Thank you for your suggestion. We have removed the Table 1 as you suggested and also added the dotted box in original Figure 1 as a separate Figure (Figure 3) with a caption in which we explained the molecular mechanism of every anti-platelet drug considered. Besides, we removed the repetitions in sub-paragraph 5.5.

 

 

Figure 3. Anti-platelet therapies for AAA in the preclinical stage. Adhesion proteins/receptors on the surface of platelets that can bind to other cells or the extracellular matrix include the integrin family (e.g. α2β1, αIIbβ3), the immunoglobulin superfamily (e.g. GPVI), the leucinerich repeat family (e.g. GPIb-IX-V complex), the G-proteincoupled receptors (PAR-1, PAR-4, P2Y1, P2Y12 and TxA2) and the C-type lectin receptor family (e.g. P-selectin), etc. Some of these receptors are involved in the progression of AAA while others remain to be unexplored. Aspirin irreversibly inhibits platelet COX-1, blocks TxA2 production in platelets and decrease platelet aggregation. P2Y12 receptors are crucial for the platelet activation potentiated by agonists, including ADP, collagen, vWF and TxA2. P2Y12 receptor antagonists, such as clopidogrel and ticagrelor, inhibit platelet activation by irreversibly binding to P2Y12 receptors and blocking the ADP-dependent pathway. Integrin αIIbβ3 is expressed at high levels in platelets. Upon agonist stimulation, it switches from a low- to high-affinity state for fibrinogen and other ligands, leading to integrin clustering and activating outside-in signaling, which drives platelet aggregation and thrombus consolidation. The illustration elements are from Biorender (https://biorender.com/).

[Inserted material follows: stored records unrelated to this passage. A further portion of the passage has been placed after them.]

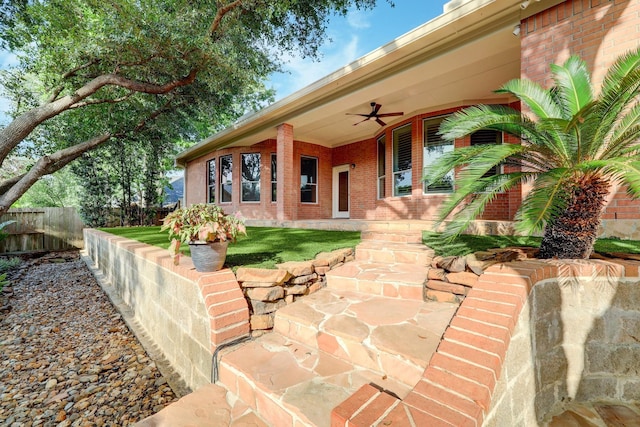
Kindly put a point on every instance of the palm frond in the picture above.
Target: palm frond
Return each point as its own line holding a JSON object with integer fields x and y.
{"x": 544, "y": 202}
{"x": 625, "y": 65}
{"x": 574, "y": 85}
{"x": 625, "y": 134}
{"x": 533, "y": 96}
{"x": 472, "y": 119}
{"x": 627, "y": 172}
{"x": 492, "y": 186}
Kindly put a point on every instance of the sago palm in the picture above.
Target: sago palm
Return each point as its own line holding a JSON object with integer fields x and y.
{"x": 575, "y": 147}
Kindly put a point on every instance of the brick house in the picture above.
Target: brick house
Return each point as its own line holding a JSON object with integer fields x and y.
{"x": 302, "y": 157}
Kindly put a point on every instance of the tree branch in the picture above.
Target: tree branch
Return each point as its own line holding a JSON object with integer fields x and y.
{"x": 80, "y": 67}
{"x": 101, "y": 101}
{"x": 24, "y": 124}
{"x": 46, "y": 165}
{"x": 222, "y": 11}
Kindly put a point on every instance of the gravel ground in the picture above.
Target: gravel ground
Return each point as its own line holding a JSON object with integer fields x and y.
{"x": 66, "y": 356}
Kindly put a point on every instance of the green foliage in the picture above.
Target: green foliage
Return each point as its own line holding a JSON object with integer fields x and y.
{"x": 56, "y": 190}
{"x": 262, "y": 247}
{"x": 3, "y": 225}
{"x": 201, "y": 222}
{"x": 6, "y": 264}
{"x": 175, "y": 71}
{"x": 570, "y": 138}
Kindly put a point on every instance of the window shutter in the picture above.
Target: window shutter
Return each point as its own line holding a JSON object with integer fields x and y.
{"x": 402, "y": 148}
{"x": 487, "y": 136}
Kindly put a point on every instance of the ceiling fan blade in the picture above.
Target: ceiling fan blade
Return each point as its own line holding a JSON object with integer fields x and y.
{"x": 357, "y": 123}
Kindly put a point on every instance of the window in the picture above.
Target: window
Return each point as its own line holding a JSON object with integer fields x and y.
{"x": 487, "y": 136}
{"x": 274, "y": 177}
{"x": 211, "y": 183}
{"x": 381, "y": 164}
{"x": 226, "y": 166}
{"x": 402, "y": 161}
{"x": 308, "y": 180}
{"x": 434, "y": 148}
{"x": 250, "y": 177}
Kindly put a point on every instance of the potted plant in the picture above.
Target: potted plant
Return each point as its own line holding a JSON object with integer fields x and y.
{"x": 207, "y": 230}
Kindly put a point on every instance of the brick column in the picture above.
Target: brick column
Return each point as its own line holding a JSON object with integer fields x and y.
{"x": 286, "y": 186}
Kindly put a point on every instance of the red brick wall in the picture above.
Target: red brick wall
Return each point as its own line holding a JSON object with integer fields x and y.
{"x": 597, "y": 30}
{"x": 196, "y": 185}
{"x": 363, "y": 180}
{"x": 322, "y": 209}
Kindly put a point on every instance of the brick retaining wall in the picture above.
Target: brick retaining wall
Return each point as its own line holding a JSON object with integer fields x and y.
{"x": 530, "y": 337}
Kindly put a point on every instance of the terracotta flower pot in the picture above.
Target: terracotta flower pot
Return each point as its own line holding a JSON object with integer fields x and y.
{"x": 208, "y": 256}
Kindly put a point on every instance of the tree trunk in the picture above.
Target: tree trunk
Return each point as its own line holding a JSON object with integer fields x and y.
{"x": 46, "y": 165}
{"x": 574, "y": 231}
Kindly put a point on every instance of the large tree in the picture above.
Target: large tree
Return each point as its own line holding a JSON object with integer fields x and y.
{"x": 576, "y": 147}
{"x": 117, "y": 68}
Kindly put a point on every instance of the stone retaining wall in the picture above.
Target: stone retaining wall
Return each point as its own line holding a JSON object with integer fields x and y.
{"x": 530, "y": 337}
{"x": 269, "y": 290}
{"x": 577, "y": 339}
{"x": 185, "y": 313}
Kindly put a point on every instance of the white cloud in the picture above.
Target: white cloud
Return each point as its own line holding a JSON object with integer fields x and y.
{"x": 7, "y": 59}
{"x": 302, "y": 72}
{"x": 359, "y": 19}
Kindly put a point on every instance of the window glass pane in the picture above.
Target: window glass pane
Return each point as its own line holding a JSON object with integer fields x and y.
{"x": 308, "y": 179}
{"x": 402, "y": 183}
{"x": 402, "y": 161}
{"x": 434, "y": 148}
{"x": 211, "y": 166}
{"x": 402, "y": 149}
{"x": 251, "y": 167}
{"x": 274, "y": 178}
{"x": 381, "y": 166}
{"x": 250, "y": 177}
{"x": 487, "y": 136}
{"x": 226, "y": 166}
{"x": 250, "y": 191}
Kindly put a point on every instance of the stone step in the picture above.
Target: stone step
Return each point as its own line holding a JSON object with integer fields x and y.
{"x": 394, "y": 252}
{"x": 393, "y": 236}
{"x": 390, "y": 336}
{"x": 205, "y": 407}
{"x": 399, "y": 280}
{"x": 291, "y": 384}
{"x": 325, "y": 347}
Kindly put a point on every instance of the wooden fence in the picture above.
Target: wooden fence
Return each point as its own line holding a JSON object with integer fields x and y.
{"x": 41, "y": 229}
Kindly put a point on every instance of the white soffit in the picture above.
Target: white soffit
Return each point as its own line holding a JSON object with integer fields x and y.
{"x": 461, "y": 55}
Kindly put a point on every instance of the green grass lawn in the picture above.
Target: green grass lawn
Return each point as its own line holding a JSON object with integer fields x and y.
{"x": 262, "y": 247}
{"x": 467, "y": 243}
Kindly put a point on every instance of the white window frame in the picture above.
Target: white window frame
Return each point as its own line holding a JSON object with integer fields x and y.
{"x": 393, "y": 155}
{"x": 308, "y": 180}
{"x": 244, "y": 181}
{"x": 224, "y": 182}
{"x": 211, "y": 188}
{"x": 274, "y": 177}
{"x": 427, "y": 161}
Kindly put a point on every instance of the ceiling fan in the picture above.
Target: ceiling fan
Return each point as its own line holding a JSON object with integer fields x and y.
{"x": 374, "y": 115}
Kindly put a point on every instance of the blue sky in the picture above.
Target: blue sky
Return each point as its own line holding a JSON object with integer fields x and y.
{"x": 351, "y": 37}
{"x": 354, "y": 36}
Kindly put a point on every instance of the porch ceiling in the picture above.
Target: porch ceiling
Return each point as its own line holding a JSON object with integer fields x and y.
{"x": 466, "y": 75}
{"x": 457, "y": 59}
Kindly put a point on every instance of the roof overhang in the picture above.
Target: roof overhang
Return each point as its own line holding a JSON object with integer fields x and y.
{"x": 458, "y": 58}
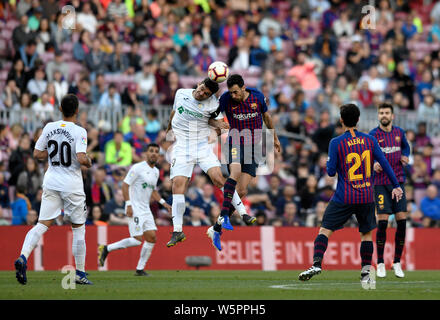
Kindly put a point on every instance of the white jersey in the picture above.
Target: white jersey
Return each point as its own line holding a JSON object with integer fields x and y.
{"x": 190, "y": 121}
{"x": 142, "y": 180}
{"x": 63, "y": 140}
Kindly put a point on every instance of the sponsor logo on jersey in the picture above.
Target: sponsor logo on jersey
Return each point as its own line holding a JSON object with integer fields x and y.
{"x": 245, "y": 116}
{"x": 390, "y": 149}
{"x": 189, "y": 112}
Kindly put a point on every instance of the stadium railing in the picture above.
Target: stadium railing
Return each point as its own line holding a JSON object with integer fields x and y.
{"x": 31, "y": 120}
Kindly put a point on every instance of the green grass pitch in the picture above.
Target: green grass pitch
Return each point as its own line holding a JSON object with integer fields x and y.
{"x": 221, "y": 285}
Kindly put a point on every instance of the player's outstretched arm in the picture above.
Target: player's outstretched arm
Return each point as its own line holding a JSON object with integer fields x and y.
{"x": 84, "y": 159}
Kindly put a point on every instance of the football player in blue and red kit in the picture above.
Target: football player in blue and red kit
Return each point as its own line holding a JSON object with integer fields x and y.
{"x": 352, "y": 156}
{"x": 245, "y": 110}
{"x": 395, "y": 146}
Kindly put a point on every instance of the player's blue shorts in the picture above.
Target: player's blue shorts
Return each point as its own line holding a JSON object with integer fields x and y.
{"x": 337, "y": 214}
{"x": 243, "y": 154}
{"x": 385, "y": 204}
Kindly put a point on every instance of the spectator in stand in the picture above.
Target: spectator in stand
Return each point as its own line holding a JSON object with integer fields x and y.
{"x": 230, "y": 32}
{"x": 43, "y": 108}
{"x": 22, "y": 34}
{"x": 18, "y": 159}
{"x": 11, "y": 94}
{"x": 96, "y": 59}
{"x": 117, "y": 151}
{"x": 83, "y": 47}
{"x": 138, "y": 140}
{"x": 134, "y": 59}
{"x": 98, "y": 192}
{"x": 430, "y": 207}
{"x": 428, "y": 109}
{"x": 38, "y": 85}
{"x": 115, "y": 210}
{"x": 110, "y": 99}
{"x": 4, "y": 192}
{"x": 146, "y": 82}
{"x": 87, "y": 19}
{"x": 271, "y": 41}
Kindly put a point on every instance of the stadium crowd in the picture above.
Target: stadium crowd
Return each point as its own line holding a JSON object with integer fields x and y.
{"x": 307, "y": 56}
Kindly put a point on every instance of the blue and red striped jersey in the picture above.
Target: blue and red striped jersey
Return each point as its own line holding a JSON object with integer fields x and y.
{"x": 351, "y": 156}
{"x": 393, "y": 145}
{"x": 244, "y": 115}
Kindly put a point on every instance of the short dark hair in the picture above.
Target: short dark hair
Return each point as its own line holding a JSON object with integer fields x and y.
{"x": 211, "y": 85}
{"x": 69, "y": 105}
{"x": 386, "y": 105}
{"x": 350, "y": 114}
{"x": 235, "y": 79}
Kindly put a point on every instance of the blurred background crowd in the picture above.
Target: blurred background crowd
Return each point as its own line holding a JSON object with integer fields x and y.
{"x": 129, "y": 57}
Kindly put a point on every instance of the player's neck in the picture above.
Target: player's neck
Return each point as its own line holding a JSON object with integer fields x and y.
{"x": 70, "y": 119}
{"x": 386, "y": 128}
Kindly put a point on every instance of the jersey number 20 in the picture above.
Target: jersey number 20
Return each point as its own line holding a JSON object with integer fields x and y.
{"x": 358, "y": 159}
{"x": 65, "y": 154}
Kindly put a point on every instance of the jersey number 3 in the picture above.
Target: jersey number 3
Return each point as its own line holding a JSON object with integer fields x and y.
{"x": 358, "y": 159}
{"x": 65, "y": 154}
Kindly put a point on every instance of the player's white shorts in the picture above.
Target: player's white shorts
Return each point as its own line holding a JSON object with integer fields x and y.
{"x": 186, "y": 155}
{"x": 137, "y": 225}
{"x": 74, "y": 205}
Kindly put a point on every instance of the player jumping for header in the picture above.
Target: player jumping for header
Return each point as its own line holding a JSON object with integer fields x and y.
{"x": 246, "y": 110}
{"x": 351, "y": 156}
{"x": 193, "y": 110}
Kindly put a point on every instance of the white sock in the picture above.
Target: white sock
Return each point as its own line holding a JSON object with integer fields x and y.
{"x": 178, "y": 209}
{"x": 237, "y": 203}
{"x": 32, "y": 238}
{"x": 79, "y": 247}
{"x": 145, "y": 255}
{"x": 124, "y": 243}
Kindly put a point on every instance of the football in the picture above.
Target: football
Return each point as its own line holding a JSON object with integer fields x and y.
{"x": 218, "y": 71}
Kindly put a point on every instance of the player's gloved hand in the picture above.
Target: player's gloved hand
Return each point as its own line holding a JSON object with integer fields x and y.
{"x": 397, "y": 194}
{"x": 404, "y": 160}
{"x": 377, "y": 167}
{"x": 129, "y": 211}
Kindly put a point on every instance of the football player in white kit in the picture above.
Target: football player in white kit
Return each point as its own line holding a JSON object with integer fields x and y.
{"x": 138, "y": 188}
{"x": 192, "y": 111}
{"x": 64, "y": 145}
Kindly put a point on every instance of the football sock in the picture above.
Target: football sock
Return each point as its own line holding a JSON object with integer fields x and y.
{"x": 32, "y": 238}
{"x": 79, "y": 247}
{"x": 400, "y": 239}
{"x": 145, "y": 255}
{"x": 237, "y": 204}
{"x": 178, "y": 209}
{"x": 381, "y": 239}
{"x": 320, "y": 246}
{"x": 229, "y": 189}
{"x": 124, "y": 243}
{"x": 366, "y": 252}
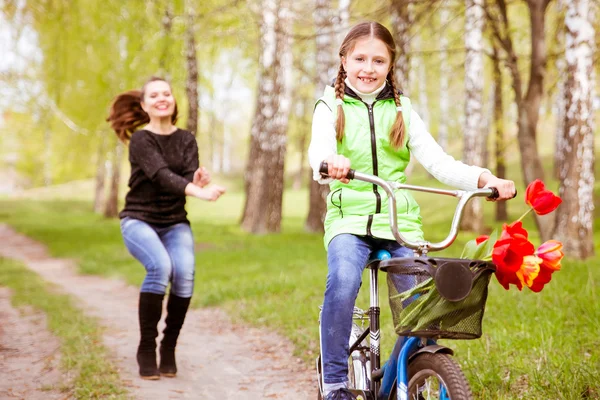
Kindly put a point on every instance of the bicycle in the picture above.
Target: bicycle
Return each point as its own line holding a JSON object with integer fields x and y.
{"x": 418, "y": 367}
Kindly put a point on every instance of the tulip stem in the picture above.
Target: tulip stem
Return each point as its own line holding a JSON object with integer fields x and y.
{"x": 523, "y": 216}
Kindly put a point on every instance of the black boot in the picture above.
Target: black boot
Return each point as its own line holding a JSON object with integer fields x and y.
{"x": 150, "y": 309}
{"x": 176, "y": 309}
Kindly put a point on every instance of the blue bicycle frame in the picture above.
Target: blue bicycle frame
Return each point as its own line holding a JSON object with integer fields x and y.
{"x": 395, "y": 370}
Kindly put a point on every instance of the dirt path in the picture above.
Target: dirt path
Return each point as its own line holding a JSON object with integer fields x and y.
{"x": 216, "y": 360}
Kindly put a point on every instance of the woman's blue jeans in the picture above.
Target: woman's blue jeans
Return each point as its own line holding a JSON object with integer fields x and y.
{"x": 167, "y": 253}
{"x": 347, "y": 256}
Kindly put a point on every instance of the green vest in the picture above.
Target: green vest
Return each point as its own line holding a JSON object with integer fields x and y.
{"x": 358, "y": 207}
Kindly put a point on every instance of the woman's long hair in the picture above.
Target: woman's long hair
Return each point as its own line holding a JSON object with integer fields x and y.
{"x": 126, "y": 114}
{"x": 378, "y": 31}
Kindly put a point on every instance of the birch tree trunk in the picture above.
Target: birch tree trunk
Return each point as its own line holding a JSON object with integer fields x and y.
{"x": 401, "y": 21}
{"x": 167, "y": 25}
{"x": 528, "y": 104}
{"x": 575, "y": 216}
{"x": 264, "y": 171}
{"x": 444, "y": 81}
{"x": 342, "y": 22}
{"x": 473, "y": 144}
{"x": 112, "y": 204}
{"x": 191, "y": 84}
{"x": 100, "y": 174}
{"x": 325, "y": 63}
{"x": 500, "y": 142}
{"x": 560, "y": 103}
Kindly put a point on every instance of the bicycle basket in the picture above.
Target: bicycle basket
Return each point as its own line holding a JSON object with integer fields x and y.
{"x": 438, "y": 297}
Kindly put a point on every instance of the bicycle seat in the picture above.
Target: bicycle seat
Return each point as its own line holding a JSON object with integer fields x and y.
{"x": 376, "y": 257}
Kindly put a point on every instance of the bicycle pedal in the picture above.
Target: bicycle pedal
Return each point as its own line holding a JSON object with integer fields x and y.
{"x": 362, "y": 394}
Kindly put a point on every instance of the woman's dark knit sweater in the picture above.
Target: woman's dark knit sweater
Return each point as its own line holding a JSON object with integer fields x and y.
{"x": 161, "y": 168}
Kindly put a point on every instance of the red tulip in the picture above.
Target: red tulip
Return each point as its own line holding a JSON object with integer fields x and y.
{"x": 541, "y": 200}
{"x": 529, "y": 270}
{"x": 505, "y": 279}
{"x": 481, "y": 239}
{"x": 542, "y": 279}
{"x": 551, "y": 254}
{"x": 510, "y": 249}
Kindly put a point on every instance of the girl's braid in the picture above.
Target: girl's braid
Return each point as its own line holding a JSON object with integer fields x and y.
{"x": 340, "y": 87}
{"x": 397, "y": 132}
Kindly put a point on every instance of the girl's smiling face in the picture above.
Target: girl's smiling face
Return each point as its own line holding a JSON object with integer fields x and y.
{"x": 367, "y": 64}
{"x": 158, "y": 100}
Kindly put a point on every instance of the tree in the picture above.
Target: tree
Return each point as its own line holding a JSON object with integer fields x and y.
{"x": 325, "y": 63}
{"x": 527, "y": 101}
{"x": 401, "y": 22}
{"x": 498, "y": 118}
{"x": 191, "y": 84}
{"x": 473, "y": 128}
{"x": 264, "y": 169}
{"x": 575, "y": 216}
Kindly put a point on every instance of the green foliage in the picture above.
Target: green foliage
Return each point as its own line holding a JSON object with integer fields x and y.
{"x": 534, "y": 345}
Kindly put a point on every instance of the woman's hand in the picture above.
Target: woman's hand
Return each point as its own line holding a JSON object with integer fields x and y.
{"x": 338, "y": 167}
{"x": 210, "y": 193}
{"x": 506, "y": 188}
{"x": 201, "y": 177}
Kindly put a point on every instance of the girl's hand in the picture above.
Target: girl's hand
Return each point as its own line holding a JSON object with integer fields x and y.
{"x": 506, "y": 188}
{"x": 211, "y": 193}
{"x": 338, "y": 167}
{"x": 201, "y": 177}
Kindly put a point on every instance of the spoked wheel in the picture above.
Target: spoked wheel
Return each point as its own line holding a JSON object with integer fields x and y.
{"x": 436, "y": 376}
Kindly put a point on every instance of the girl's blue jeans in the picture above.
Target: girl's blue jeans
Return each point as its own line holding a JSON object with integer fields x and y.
{"x": 167, "y": 253}
{"x": 347, "y": 256}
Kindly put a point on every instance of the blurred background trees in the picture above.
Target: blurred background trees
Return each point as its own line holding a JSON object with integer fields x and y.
{"x": 485, "y": 75}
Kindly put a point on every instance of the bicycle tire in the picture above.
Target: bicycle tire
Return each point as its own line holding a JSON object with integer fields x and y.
{"x": 444, "y": 369}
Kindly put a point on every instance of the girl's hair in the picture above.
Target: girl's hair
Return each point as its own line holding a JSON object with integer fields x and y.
{"x": 126, "y": 113}
{"x": 378, "y": 31}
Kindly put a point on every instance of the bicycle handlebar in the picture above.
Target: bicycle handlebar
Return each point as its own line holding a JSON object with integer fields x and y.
{"x": 389, "y": 187}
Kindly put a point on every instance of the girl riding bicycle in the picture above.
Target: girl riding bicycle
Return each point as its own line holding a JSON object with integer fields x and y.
{"x": 365, "y": 121}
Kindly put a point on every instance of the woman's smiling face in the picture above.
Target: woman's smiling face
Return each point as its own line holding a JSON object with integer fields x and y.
{"x": 367, "y": 64}
{"x": 158, "y": 100}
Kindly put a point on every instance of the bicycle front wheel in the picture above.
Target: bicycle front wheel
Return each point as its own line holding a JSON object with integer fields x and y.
{"x": 437, "y": 376}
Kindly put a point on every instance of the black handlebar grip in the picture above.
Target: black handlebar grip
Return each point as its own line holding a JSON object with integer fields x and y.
{"x": 494, "y": 194}
{"x": 324, "y": 170}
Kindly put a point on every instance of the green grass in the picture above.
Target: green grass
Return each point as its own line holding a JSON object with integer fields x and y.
{"x": 535, "y": 346}
{"x": 82, "y": 354}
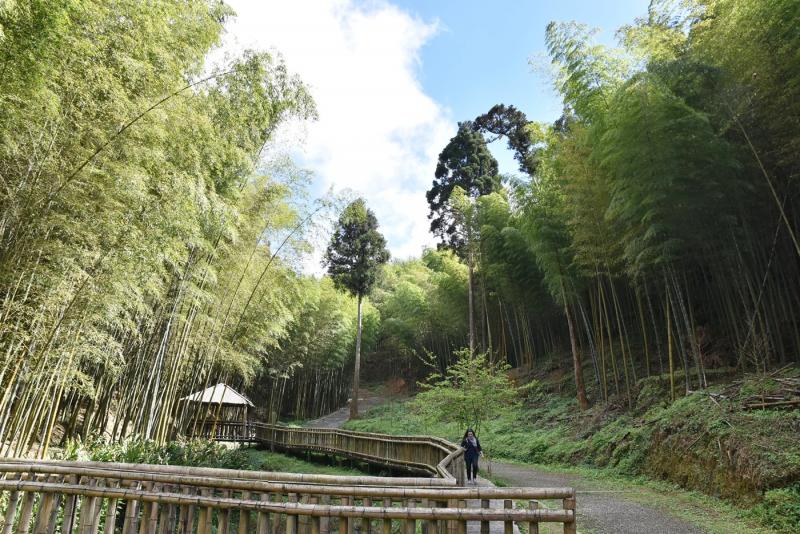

  1. The rest of the paper is clear and well organized.The english is excellent, the phrases are well organized. The sources are a lot, there is not too much self-citing, some sources may be not so relevant but they add details to the review. In conclusion, the review is very complete and detailed, it could be more schematic and some repetitions can be removed in order to make the paper more attractive. The topic is interesting and is well explained, but some more suggestions about the clinical prospects may be useful.

Response:

Thank you for your positive comments. We have removed some repetitions throughout the manuscript and rewritten some paragraphs as you suggested in the above comments to make the review paper more schematic, coherent and logical.

 

 

Besides, we have checked the manuscript and revised some grammatical and lexical errors, including capitalization, italics, incorrect phrase, word spelling and etc. Also, we highlighted all changes within the document by red-colored text.

 

Special thanks for your good comments. We appreciate for editors/reviewers’ warm work earnestly, and hope that we have now produced a more balance and better account of our work. Once again, thank you very much for your comments and suggestion.